Rasmussen s’en sort bien

Durant ces dernières 24 heures, le maillot jaune aura pourtant été au centre d’une vaste et complexe polémique politicienne sur fond de dopage.Tout a donc commencé vendredi soir par cette annonce de la fédération danoise, décidant de suspendre son coureur de l’équipe nationale pour les championnats du monde et les Jeux Olympiques de Pékin 2008.Deux «no show», des contrôles antidopage manqués, car le coureur n’avait pu être localisé par les contrôleurs de l’UCI le 8 mai et le 28 juin.

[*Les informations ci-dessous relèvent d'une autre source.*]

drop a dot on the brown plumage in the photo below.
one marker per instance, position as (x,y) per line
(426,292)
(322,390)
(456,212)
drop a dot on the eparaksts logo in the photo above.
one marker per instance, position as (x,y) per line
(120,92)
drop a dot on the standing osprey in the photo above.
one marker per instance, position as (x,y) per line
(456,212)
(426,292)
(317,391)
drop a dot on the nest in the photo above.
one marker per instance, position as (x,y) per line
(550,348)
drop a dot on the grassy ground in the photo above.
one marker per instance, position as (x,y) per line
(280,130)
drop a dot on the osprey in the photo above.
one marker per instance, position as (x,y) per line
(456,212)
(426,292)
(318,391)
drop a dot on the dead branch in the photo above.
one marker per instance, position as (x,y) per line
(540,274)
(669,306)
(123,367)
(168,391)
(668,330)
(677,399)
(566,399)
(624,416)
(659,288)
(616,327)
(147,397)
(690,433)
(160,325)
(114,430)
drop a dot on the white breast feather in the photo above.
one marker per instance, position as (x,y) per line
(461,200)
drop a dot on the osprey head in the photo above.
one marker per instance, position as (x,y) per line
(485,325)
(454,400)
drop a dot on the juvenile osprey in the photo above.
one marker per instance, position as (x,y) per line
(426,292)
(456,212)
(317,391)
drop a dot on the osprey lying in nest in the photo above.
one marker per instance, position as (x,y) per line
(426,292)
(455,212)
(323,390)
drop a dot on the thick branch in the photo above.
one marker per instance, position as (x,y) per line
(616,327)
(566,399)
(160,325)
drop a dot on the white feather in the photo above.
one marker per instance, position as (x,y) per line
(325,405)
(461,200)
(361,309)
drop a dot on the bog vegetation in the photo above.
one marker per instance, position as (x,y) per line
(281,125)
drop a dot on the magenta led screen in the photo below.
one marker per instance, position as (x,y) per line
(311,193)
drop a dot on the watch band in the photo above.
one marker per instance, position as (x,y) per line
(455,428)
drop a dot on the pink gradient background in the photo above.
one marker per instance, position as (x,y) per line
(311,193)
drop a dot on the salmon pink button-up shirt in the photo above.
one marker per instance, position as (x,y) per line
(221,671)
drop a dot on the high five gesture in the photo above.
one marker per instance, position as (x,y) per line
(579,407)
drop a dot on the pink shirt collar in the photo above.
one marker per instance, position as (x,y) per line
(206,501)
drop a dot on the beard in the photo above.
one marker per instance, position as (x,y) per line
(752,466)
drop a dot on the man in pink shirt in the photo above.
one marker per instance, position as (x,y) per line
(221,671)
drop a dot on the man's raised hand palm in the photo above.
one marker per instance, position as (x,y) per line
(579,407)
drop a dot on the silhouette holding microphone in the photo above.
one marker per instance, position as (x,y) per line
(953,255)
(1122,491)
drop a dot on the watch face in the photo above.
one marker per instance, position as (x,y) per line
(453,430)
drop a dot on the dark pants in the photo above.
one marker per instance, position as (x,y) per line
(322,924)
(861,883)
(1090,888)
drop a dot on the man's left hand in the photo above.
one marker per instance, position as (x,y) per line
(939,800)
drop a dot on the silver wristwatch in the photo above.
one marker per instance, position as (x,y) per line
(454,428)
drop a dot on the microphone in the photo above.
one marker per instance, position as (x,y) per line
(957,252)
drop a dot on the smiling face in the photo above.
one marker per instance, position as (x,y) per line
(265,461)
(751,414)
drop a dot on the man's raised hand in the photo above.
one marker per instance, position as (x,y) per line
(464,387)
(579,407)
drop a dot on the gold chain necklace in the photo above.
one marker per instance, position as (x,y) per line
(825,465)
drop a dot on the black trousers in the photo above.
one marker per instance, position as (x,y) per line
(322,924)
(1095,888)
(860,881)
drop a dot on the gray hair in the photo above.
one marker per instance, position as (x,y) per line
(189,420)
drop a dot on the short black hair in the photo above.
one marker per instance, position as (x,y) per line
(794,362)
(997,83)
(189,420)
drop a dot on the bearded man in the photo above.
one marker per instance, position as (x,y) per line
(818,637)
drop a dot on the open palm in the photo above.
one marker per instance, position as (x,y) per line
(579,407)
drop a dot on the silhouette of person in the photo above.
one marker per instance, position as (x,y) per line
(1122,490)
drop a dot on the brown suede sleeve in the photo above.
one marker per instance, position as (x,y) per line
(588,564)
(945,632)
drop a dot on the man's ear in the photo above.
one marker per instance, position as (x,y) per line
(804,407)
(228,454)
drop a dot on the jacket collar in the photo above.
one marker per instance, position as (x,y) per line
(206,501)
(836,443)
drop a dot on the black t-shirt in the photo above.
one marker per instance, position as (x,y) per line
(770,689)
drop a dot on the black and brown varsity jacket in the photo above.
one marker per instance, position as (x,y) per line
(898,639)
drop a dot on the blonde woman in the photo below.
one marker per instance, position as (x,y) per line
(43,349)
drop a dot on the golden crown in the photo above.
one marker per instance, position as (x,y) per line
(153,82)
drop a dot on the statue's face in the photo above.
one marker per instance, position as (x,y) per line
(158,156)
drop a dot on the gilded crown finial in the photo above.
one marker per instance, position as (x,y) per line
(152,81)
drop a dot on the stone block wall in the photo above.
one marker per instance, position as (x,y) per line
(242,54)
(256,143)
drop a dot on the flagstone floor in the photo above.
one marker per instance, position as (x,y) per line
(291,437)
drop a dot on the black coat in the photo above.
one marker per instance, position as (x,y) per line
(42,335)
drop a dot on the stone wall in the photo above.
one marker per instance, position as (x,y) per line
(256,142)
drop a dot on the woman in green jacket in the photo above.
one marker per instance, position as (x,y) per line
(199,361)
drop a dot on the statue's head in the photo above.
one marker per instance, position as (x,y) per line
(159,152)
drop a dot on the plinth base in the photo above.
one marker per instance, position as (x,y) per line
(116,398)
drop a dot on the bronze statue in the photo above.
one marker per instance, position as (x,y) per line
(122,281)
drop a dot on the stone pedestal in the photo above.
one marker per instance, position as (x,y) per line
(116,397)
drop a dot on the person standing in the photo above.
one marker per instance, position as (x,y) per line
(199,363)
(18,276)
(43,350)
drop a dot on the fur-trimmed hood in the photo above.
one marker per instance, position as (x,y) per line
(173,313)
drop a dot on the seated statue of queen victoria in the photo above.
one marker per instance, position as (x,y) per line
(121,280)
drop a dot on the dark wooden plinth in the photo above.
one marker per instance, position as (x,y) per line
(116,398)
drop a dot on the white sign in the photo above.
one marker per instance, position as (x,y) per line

Des ratés qui ont finalement valu un avertissement écrit à Rasmussen le 29 juin.

Le règlement prévoit cependant qu’un sportif est sanctionnable (est assimilé positif) après trois contrôles manqués.

Par les temps qui courent, cette nouvelle a tout de même fait l’effet d’une bombe sur le Tour de France.

Le spectre d’un nouveau maillot jaune dopé (après Landis) est pourtant revenu en force hier matin sur la place de la Comédie, à Montpellier.

D’un point de vue éthique, cette affaire laisse évidemment planer de très gros doutes sur Rasmussen, ce grimpeur volant de 33 ans qui partage sa vie entre l’Italie (où il réside) et le Mexique (pays natal de sa femme).

Sur la forme, le Danois est inattaquable.

Hier, il s’est d’ailleurs fait un malin plaisir de venir l’insinuer au pied de son bus, malgré une émeute de journalistes, à peine canalisée par un cordon de police.

D’ailleurs, dans cette histoire, si j’ai bien compris, j’ai tout le soutien des organisateurs du Tour.

Faut-il y voir de la malveillance envers le Tour de France ?

Seule finalement, l’équipe Rabobank, employeur du coureur, pourrait demander à Rasmussen de quitter la course.